New fad diets, new fad training schemes. I'll just add a few bits of rubbish stuff of my own to confuse you, or perhaps I will not. I haven't been political for a while, it was on purpose, it's tiring, and frustrating, but the nasty powers that be want us all getting tired, and not be political. So under the guise of new diets, I'll just give you some politics. Tricked you, please don't turn off. I know that rich people arn't political on the their Face Book pages on purpose, it makes them less rich, you will get less work, I took a biggish writer out the other day who said to me "tone it down ".
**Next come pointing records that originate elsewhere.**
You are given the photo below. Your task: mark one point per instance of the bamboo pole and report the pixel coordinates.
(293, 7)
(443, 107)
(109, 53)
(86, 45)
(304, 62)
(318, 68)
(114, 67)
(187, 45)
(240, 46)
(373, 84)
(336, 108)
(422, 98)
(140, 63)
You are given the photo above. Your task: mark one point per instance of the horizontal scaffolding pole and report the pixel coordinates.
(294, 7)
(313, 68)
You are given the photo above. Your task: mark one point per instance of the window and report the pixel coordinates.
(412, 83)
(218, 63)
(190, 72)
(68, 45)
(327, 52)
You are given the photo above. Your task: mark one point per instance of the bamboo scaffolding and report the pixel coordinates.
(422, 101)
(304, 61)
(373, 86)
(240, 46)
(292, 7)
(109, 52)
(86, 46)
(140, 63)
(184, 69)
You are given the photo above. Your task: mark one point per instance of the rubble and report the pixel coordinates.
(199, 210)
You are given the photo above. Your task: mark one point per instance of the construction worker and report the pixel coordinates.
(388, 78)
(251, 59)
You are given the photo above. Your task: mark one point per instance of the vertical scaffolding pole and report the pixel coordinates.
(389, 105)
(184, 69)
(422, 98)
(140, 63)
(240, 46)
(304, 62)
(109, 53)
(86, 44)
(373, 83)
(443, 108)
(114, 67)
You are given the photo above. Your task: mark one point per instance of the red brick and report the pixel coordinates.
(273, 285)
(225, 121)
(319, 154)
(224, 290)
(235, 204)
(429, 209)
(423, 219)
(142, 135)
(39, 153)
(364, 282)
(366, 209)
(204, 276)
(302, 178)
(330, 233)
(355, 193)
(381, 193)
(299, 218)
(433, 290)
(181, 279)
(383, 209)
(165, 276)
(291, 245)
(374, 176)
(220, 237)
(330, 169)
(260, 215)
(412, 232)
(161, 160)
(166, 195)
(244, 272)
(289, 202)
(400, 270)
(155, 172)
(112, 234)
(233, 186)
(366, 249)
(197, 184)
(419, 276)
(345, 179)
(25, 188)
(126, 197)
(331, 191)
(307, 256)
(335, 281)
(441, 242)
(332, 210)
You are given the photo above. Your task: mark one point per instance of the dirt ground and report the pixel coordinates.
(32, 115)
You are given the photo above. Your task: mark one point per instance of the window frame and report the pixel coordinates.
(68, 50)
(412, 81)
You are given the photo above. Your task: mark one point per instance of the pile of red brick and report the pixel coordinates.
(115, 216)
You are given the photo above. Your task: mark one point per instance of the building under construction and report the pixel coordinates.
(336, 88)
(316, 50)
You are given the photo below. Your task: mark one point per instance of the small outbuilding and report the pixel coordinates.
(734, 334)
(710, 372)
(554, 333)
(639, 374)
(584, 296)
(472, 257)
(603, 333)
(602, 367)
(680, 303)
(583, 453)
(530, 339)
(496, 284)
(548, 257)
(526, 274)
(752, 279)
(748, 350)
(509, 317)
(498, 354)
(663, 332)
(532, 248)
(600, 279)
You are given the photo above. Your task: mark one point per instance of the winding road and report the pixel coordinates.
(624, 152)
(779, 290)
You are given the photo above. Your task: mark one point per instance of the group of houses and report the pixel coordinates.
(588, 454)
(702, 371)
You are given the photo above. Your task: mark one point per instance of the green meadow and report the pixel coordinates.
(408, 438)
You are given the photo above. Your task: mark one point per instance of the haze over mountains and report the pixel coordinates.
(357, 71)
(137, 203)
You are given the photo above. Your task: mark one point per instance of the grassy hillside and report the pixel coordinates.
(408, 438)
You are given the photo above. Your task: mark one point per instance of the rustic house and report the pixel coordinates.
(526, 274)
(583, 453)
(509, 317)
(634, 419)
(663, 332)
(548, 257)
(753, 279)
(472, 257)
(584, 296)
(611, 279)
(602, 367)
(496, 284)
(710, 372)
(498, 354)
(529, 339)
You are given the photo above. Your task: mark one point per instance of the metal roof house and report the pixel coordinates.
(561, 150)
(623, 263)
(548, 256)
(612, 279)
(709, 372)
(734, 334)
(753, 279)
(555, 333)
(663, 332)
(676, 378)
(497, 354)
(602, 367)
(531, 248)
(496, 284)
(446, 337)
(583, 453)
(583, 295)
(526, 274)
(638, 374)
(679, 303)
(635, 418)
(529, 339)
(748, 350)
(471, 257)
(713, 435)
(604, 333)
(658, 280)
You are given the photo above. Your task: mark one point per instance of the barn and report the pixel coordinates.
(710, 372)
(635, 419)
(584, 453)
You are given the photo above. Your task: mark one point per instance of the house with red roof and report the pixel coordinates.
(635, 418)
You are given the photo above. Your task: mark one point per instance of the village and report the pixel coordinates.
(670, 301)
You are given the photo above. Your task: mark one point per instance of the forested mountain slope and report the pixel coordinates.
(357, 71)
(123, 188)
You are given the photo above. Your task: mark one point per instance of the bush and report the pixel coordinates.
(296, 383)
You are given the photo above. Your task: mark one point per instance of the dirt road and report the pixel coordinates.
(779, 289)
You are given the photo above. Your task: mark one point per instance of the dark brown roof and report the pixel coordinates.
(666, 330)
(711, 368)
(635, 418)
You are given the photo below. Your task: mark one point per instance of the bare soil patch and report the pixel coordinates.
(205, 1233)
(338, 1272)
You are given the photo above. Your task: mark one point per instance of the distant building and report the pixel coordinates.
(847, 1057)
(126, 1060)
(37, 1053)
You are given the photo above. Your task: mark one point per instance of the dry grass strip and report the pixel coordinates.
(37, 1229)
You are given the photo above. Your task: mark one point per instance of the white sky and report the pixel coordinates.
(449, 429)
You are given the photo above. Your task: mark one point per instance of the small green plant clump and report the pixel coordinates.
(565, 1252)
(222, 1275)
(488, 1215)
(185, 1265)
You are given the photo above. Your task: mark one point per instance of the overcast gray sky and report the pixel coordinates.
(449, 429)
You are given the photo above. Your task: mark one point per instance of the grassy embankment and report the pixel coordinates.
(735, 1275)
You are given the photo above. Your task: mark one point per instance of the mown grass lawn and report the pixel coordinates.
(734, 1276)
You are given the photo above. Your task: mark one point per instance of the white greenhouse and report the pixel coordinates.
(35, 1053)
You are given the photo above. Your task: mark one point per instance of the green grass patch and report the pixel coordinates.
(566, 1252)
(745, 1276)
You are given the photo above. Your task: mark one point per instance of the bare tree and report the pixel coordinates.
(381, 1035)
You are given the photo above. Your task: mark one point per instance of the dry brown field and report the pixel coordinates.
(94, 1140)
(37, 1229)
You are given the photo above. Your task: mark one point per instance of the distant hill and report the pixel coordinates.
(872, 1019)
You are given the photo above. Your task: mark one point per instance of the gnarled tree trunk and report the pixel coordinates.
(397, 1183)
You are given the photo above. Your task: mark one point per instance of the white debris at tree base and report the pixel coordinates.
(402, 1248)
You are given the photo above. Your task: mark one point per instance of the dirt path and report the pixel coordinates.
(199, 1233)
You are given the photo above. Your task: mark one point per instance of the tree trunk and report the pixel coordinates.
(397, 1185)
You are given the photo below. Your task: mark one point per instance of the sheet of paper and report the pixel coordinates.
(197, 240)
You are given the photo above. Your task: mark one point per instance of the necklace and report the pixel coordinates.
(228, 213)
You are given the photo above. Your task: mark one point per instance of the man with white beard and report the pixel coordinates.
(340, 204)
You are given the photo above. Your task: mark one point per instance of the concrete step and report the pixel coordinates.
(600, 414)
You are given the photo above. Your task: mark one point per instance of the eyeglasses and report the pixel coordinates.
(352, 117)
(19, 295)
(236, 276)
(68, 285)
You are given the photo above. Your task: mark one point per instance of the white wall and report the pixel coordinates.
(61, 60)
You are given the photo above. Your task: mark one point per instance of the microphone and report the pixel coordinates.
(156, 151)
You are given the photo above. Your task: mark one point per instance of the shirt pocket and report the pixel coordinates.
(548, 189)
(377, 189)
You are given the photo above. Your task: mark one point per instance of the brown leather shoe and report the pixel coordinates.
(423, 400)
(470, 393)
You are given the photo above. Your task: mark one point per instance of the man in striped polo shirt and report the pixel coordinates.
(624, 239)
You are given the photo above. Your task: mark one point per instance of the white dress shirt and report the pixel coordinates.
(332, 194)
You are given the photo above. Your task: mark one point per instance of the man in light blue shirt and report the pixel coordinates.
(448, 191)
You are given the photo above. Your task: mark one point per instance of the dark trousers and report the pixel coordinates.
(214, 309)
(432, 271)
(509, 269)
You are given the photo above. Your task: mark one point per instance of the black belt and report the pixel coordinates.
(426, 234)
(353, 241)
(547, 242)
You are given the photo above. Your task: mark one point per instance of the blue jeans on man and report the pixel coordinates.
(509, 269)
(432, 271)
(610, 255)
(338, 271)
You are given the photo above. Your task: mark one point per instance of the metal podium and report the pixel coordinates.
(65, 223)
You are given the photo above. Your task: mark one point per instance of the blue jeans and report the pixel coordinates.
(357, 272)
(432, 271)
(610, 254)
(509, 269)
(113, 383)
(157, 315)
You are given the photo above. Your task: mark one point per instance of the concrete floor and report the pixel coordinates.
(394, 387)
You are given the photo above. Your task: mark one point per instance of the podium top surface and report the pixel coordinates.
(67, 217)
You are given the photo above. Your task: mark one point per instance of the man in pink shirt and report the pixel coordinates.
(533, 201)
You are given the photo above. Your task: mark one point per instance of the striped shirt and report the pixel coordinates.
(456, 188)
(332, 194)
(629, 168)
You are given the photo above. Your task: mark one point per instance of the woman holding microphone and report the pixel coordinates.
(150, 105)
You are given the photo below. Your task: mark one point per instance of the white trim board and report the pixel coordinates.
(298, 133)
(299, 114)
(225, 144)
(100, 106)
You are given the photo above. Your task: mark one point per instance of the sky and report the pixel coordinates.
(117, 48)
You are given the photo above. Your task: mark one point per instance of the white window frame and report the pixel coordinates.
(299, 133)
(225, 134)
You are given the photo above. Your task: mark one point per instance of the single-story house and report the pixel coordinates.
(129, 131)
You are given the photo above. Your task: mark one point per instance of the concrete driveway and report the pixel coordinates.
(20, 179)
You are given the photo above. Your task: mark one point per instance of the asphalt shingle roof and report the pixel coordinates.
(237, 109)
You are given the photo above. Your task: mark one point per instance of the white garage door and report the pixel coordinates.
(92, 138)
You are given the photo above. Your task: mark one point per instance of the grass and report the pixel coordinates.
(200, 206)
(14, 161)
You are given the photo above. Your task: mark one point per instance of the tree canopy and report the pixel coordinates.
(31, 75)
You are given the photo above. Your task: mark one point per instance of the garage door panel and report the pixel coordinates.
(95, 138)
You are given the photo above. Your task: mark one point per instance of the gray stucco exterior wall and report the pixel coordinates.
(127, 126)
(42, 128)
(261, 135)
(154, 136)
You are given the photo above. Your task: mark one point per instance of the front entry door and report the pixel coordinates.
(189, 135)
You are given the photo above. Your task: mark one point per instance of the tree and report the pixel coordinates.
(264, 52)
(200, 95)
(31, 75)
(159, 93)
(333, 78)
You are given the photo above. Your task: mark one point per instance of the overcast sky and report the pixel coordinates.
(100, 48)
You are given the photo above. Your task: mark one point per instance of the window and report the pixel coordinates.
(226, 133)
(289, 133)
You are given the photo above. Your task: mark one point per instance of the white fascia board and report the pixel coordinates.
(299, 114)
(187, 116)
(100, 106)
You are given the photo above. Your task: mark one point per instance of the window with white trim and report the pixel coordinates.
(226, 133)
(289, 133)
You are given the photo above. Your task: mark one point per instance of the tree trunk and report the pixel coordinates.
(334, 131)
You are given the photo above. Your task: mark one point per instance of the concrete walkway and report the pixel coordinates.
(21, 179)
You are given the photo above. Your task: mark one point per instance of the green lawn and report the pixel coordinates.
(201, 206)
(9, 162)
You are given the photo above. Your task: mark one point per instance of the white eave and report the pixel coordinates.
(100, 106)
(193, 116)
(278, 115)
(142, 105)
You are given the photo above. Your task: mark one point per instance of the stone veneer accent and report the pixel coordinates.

You saw this photo before, here it is again, nothing better than some climbing with nice people, we even talked politics that day. Nobody died talking politics.
Fried Egg Jelly fish are still around, but dying off, so beautiful and sad at the same time, like looking at butterflies for me, temporary like some of the good old classical Greek heros. Our span is so short, why do some of us have to be so horrible, why is America so stupid that it will make its Supreme Court so much worse with a payed for woman hater as one of it controlling elements. A diet of Fried egg jellies, a diet of lies, a diet of Red Bull shit cans on the sea bed, a diet of cigarette ends poisoning the sea horses. Pick your diet.
My little friend on the edge of the world, no problems here on the edge.
Entering the Underworld, you must pay the Ferryman, or you don't get out-the price for living in a civilised society is a certain level of morality, so what happened to politicians? Were they hit on the head repeatedly by their working class nannies, what is their excuse, and why don't they go to jail?